Małgorzata Szmajdzińska o debacie smoleńskiej: to będzie jatka
- To będzie jatka - uważa Małgorzata Szmajdzińska na temat debaty w sprawie katastrofy smoleńskiej. Dziś w sejmie Jarosław Gowin, minister sprawiedliwości, przedstawi informacje o procedurach postępowania ze zwłokami ofiar na terenie Federacji Rosyjskiej. Wdowa po Jerzym Szmajdzińskim powiedziała, że nie przyjdzie na salę sejmową, bo jak mówi, to przekracza jej możliwości.

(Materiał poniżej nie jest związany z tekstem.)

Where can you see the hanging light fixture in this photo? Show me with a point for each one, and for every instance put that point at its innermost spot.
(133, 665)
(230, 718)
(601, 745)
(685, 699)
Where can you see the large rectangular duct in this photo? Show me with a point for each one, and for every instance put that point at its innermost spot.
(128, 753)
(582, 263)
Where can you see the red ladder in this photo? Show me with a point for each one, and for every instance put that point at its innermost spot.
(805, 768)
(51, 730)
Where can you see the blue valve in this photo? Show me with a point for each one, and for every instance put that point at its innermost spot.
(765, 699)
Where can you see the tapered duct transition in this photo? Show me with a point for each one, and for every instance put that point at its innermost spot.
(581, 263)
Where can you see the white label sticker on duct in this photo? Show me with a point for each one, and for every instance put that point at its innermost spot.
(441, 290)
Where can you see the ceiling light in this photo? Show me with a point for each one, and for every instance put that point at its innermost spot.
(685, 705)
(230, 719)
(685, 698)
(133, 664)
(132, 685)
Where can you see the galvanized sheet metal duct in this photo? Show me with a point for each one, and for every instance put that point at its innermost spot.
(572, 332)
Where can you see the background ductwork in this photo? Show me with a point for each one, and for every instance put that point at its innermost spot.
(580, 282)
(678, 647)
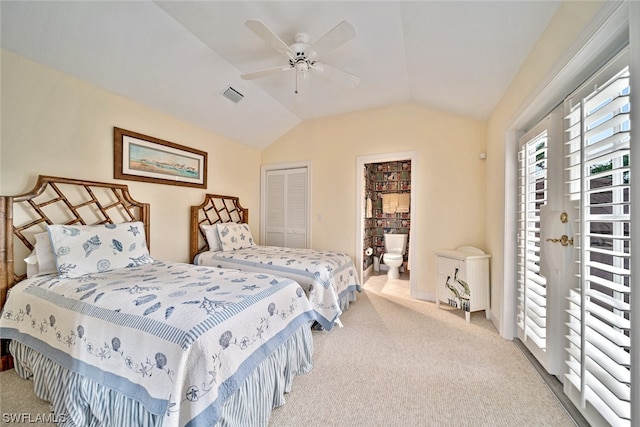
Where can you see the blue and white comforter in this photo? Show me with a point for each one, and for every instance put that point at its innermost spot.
(177, 337)
(328, 278)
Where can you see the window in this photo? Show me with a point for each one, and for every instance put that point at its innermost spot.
(598, 144)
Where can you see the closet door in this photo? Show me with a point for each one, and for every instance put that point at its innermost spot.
(286, 208)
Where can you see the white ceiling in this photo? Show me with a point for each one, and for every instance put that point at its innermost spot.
(179, 56)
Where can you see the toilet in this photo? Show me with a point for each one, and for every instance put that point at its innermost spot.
(394, 246)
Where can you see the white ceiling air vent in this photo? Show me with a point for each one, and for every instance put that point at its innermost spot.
(232, 94)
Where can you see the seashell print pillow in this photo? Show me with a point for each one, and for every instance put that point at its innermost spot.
(234, 236)
(213, 239)
(85, 249)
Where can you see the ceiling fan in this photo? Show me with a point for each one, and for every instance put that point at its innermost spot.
(302, 56)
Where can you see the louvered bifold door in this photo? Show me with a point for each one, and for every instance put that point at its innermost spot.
(598, 143)
(286, 208)
(532, 285)
(296, 230)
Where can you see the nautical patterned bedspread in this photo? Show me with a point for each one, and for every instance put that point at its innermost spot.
(327, 277)
(179, 338)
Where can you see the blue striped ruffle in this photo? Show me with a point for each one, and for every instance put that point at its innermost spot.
(80, 401)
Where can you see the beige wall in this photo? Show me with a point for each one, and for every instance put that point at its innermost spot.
(53, 124)
(448, 174)
(563, 31)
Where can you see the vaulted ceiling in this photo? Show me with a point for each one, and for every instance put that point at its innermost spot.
(180, 56)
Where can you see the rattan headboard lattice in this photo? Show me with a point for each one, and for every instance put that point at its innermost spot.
(56, 200)
(213, 210)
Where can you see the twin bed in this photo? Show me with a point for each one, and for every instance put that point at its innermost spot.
(113, 337)
(220, 238)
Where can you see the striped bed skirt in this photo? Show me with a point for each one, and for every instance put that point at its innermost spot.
(80, 401)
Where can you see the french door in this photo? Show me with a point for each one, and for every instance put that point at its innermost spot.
(546, 221)
(574, 245)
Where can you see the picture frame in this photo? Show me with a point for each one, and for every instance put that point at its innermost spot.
(139, 157)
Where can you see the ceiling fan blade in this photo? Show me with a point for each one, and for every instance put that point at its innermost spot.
(270, 37)
(264, 73)
(338, 35)
(336, 75)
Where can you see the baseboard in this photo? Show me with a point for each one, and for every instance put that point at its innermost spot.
(6, 362)
(554, 385)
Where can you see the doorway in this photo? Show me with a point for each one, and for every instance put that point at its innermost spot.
(392, 173)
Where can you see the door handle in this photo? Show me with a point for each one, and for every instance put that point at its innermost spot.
(563, 240)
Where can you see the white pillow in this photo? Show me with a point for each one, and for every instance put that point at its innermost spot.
(211, 234)
(234, 236)
(41, 261)
(44, 252)
(85, 249)
(32, 264)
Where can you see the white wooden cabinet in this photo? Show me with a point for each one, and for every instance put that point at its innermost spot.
(462, 279)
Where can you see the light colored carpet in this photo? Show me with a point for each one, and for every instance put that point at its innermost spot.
(396, 362)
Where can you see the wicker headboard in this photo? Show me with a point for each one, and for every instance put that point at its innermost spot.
(214, 209)
(56, 200)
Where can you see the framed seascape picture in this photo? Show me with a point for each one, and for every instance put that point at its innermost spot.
(140, 157)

Małgorzata Szmajdzińska podkreśla, że nie jest pełnomocnikiem ofiary katastrofy ani komentatorką tamtych wydarzeń, a żoną, która straciła męża. - Zadawanie publicznie niektórych pytań, bardzo trudnych i intymnych, jest po prostu nie do przyjęcia - mówi Szmajdzińska. - Dzisiaj to będzie jak podejrzewam jatka. Dosłownie używam tego określenia, bo to tak na pewno będzie. Nie chcę w tym uczestniczyć - zaznacza.
Sejm wysłucha informacji ministra sprawiedliwości Jarosława Gowina ws. działań podjętych po katastrofie smoleńskiej. Następnie odbędzie się debata, podczas której posłowie będą mogli zadawać pytania.